SV Investment Partners, LLC v. ThoughtWorks, Inc.: Court of Chancery Interprets Redemption Rights of Preferred Stockholder
February 1, 2011
Following trial in SV Investment Partners, LLC v. ThoughtWorks, Inc., 7 A.3d 973 (Del. Ch. 2010), the Court of Chancery rejected a preferred stockholder’s argument that the phrase “funds legally available” is equivalent to “surplus” in the context of redemption rights and entered judgment against the preferred stockholder.
The underlying dispute in the case arose in connection with the terms of a preferred stock investment by SV Investment Partners, LLC (“SVIP”) in ThoughtWorks, Inc. (“ThoughtWorks”). In 2000, SVIP purchased over 94% of ThoughtWorks’ Series A Preferred Stock (“Preferred Stock”) for $26.6 million and, pursuant to a provision in ThoughtWorks’ certificate of incorporation, was granted the right to have all of its shares of Preferred Stock redeemed for cash “out of funds legally available therefor” beginning five years after the issuance of the Preferred Stock. The redemption provision further provided that the redemption requirements were to be “continuous” such that in the event funds legally available for redemption were insufficient to redeem all of the Preferred Stock at the time of the redemption, any funds becoming available thereafter were required to be applied until the Preferred Stock was fully redeemed.

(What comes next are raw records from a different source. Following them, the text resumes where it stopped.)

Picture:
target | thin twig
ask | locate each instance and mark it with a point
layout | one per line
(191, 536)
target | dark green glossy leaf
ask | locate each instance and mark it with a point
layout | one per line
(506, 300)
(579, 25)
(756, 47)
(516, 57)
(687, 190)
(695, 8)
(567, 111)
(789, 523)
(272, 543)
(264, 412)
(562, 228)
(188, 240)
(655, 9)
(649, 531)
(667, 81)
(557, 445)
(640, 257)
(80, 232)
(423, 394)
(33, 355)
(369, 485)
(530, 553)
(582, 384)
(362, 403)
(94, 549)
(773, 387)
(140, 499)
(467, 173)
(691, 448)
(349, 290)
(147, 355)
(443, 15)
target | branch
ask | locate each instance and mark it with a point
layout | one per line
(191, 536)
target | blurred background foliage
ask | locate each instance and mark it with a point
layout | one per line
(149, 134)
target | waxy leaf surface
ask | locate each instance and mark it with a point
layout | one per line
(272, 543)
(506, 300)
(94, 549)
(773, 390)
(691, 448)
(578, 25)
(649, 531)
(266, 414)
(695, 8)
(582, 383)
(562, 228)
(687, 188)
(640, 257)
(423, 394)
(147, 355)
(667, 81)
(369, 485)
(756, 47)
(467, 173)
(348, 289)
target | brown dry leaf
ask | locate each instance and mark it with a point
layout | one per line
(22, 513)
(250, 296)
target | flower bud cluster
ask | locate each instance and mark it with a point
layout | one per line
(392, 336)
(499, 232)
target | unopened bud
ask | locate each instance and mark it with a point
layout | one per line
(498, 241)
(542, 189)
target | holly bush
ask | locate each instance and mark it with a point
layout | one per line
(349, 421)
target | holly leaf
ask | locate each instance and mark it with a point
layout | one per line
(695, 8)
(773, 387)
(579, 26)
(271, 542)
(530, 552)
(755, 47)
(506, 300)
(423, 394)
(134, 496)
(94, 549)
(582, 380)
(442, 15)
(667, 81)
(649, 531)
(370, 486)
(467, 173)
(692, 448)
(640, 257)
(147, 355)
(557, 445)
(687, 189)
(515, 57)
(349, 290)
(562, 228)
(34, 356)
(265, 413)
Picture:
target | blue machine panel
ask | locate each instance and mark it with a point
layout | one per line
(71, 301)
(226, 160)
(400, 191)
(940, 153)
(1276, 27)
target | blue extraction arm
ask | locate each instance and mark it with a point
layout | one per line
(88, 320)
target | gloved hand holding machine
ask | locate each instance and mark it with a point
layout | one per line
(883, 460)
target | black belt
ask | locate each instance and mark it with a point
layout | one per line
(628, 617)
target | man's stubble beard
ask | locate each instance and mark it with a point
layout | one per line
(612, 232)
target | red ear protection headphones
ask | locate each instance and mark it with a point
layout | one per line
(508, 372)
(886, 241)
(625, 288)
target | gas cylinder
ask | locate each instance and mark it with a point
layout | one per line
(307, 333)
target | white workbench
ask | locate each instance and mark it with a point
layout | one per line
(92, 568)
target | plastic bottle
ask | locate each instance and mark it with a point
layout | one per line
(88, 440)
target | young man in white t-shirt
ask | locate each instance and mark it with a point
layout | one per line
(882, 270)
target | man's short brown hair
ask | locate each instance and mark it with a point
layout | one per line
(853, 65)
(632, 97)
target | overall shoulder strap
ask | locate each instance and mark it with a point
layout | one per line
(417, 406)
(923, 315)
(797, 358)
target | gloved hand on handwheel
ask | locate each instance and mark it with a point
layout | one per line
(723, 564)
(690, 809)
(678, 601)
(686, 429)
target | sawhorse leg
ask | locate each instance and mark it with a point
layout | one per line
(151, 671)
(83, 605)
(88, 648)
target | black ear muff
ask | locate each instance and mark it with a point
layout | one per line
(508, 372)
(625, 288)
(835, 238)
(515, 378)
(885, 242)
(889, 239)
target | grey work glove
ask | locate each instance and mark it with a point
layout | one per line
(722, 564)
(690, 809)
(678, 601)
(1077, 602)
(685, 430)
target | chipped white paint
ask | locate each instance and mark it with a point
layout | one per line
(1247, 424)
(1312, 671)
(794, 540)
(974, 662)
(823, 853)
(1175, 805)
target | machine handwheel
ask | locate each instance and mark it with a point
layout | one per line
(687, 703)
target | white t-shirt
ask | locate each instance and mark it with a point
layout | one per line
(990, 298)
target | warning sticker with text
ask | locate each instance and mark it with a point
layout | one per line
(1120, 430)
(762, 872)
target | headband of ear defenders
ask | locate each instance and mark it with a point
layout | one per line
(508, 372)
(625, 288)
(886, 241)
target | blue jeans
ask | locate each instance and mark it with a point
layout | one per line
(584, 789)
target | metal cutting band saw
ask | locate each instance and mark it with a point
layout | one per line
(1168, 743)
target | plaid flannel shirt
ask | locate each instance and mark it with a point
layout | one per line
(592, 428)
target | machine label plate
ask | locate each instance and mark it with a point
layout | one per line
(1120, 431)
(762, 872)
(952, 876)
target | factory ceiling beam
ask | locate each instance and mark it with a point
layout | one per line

SVIP first exercised its redemption right in 2005. In response, the ThoughtWorks’ board of directors held a special meeting to analyze the extent to which the Company had “funds legally available” to make a redemption payment, determined that ThoughtWorks had $500,000 of funds legally available and redeemed Preferred Stock in that amount. Because ThoughtWorks did not have sufficient cash to redeem all of the Preferred Stock, in each successive quarter, the ThoughtWorks’ board of directors evaluated: (i) whether ThoughtWorks had surplus from which a redemption could be made; (ii) whether ThoughtWorks could readily obtain cash for a redemption; and (iii) whether a redemption would endanger ThoughtWorks’ ability to continue as a going concern. Over sixteen quarters, ThoughtWorks redeemed a total of $4.1 million of SVIP’s Preferred Stock that had an aggregate redemption price of $66.9 million. SVIP objected to this periodic approach and sought declaratory judgment as to the meaning of the phrase “funds legally available” and a monetary judgment for the aggregate redemption price.
SVIP argued that because ThoughtWorks had sufficient “surplus,” as determined in accordance with Section 160 of the General Corporation Law of the State of Delaware, ThoughtWorks had funds legally available for the redemption of all of the Preferred Stock. SVIP maintained that “funds legally available” is synonymous with “surplus.” The Court of Chancery rejected SVIP’s argument as a matter of law and held that the phrase “funds legally available” is not equivalent to “surplus.” The Court determined that “funds legally available” “contemplates ‘funds’ (in the sense of cash) that are ‘available’ (in the sense of on hand or readily accessible through sales or borrowing) and can be deployed ‘legally’ for redemptions without violating Section 160 or other statutory or common law restrictions, including the requirement that the corporation be able to continue as a going concern and not be rendered insolvent by the distribution.” Thus, a Delaware corporation could have “funds” that are not “legally available” for payment in a redemption, or it could have “surplus” for a redemption, but no “funds” for the payment thereof. The Court concluded that even if ThoughtWorks had sufficient “surplus” to effect the redemption, it did not have “funds legally available” to effect the redemption and, therefore, ThoughtWorks was not obligated to redeem the Preferred Stock.
The Court gave considerable deference to the ThoughtWorks’ board of directors in its assessment of whether ThoughtWorks had funds legally available to effect the redemption. The Court noted that a plaintiff seeking to challenge such a determination must prove that “in determining the amount of funds legally available, the board acted in bad faith, relied on methods and data that were unreliable, or made a determination so far off the mark as to constitute actual or constructive fraud.” In its post-trial opinion, the Court found that that the ThoughtWorks board “actively tested the market to determine what level of ‘funds’ ThoughtWorks could obtain.” The Court concluded that the board “acted responsibly to fulfill its contractual commitment to the holders of Preferred Stock despite other compelling business uses for [ThoughtWorks’] cash” and its process was “impeccable.”